Too soon for comedy? After attempted assassination of Trump, US politics feel anything but funny

Political jokes: too early?

The answer from many quarters midweek was a resounding yes, days after an assassination attempt on former Republican President Donald Trump rocked the country over decades of political violence in the United States.

Several late-night shows that thrive on political comedy immediately changed their plans, with Comedy Central’s “The Daily Show” canceling its Monday show and its plan to broadcast from the Republican National Convention in Milwaukee this week. Its host, Jon Stewart, and his colleagues delivered somber monologues.

On Tuesday, comedy rock duo Tenacious D, consisting of Jack Black and Kyle Gass, canceled their performances. the rest of his world tour “and all future creative plans” After Gass delivered his birthday wish onstage: “Don’t miss it next time,” Gass apologized.

Democratic President Joe Biden, no stranger to mocking Trump, called his wounded rival, paused his political ads and messaging and called on the nation to “cool down” the rhetoric.

So if comedy is tragedy plus time, when is joking okay again? And who’s giving the thumbs up, since the shooter who took aim at Trump also killed former fire chief Corey Comperatore while protecting his family?

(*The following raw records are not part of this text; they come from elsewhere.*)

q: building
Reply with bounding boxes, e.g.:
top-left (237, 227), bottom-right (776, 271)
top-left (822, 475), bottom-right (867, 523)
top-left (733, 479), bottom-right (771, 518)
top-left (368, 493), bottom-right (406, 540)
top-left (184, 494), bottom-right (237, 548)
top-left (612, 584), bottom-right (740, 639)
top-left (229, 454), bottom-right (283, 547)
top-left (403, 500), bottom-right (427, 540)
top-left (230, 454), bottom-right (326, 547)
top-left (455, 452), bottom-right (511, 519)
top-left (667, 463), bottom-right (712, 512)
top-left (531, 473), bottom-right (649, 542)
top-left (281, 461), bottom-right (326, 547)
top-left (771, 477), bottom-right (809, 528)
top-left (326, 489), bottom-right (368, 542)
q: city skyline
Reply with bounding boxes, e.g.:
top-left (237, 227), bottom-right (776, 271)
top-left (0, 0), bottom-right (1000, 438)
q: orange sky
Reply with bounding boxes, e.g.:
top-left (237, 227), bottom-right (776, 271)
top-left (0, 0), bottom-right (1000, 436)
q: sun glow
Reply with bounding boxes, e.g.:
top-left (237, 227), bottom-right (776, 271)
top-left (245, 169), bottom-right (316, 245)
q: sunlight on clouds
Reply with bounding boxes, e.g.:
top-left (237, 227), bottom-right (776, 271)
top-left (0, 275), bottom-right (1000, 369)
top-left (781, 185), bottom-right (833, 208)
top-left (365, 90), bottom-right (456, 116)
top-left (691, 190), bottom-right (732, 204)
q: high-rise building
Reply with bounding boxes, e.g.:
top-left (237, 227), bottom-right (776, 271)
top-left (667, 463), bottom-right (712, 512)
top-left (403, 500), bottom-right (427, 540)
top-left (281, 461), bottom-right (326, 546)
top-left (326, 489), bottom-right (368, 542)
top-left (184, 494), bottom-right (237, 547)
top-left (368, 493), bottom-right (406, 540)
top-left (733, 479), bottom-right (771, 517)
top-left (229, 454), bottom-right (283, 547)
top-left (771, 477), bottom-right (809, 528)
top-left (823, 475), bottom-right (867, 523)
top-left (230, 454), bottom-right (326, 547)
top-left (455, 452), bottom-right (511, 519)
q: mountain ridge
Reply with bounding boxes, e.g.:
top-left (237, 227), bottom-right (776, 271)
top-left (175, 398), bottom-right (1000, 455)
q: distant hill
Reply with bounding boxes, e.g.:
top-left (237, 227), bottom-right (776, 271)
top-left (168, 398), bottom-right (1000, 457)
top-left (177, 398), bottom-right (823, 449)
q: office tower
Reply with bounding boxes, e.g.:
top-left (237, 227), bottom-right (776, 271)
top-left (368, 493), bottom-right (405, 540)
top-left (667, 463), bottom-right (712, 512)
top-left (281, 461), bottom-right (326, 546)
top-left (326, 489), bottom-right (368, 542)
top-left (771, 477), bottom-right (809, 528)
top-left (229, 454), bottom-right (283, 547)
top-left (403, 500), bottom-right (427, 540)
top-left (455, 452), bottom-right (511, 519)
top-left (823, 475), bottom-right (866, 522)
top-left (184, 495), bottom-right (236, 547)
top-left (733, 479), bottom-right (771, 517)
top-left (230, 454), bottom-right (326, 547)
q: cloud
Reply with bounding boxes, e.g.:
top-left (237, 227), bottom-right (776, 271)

There is nothing funny about Saturday’s assassination attempt or any of the other violence plaguing the United States since the beginning. Trump got punched in the ear while speaking to protesters in Pennsylvania. A Trump supporter and the shooter were killed and two bystanders were injured. The attack sparked serious questions about security vulnerabilitiesIt was the latest episode of political violence in America, with attacks in politics dating back to at least 1798 when two congressmen from opposing parties fought each other in the U.S. House of Representatives.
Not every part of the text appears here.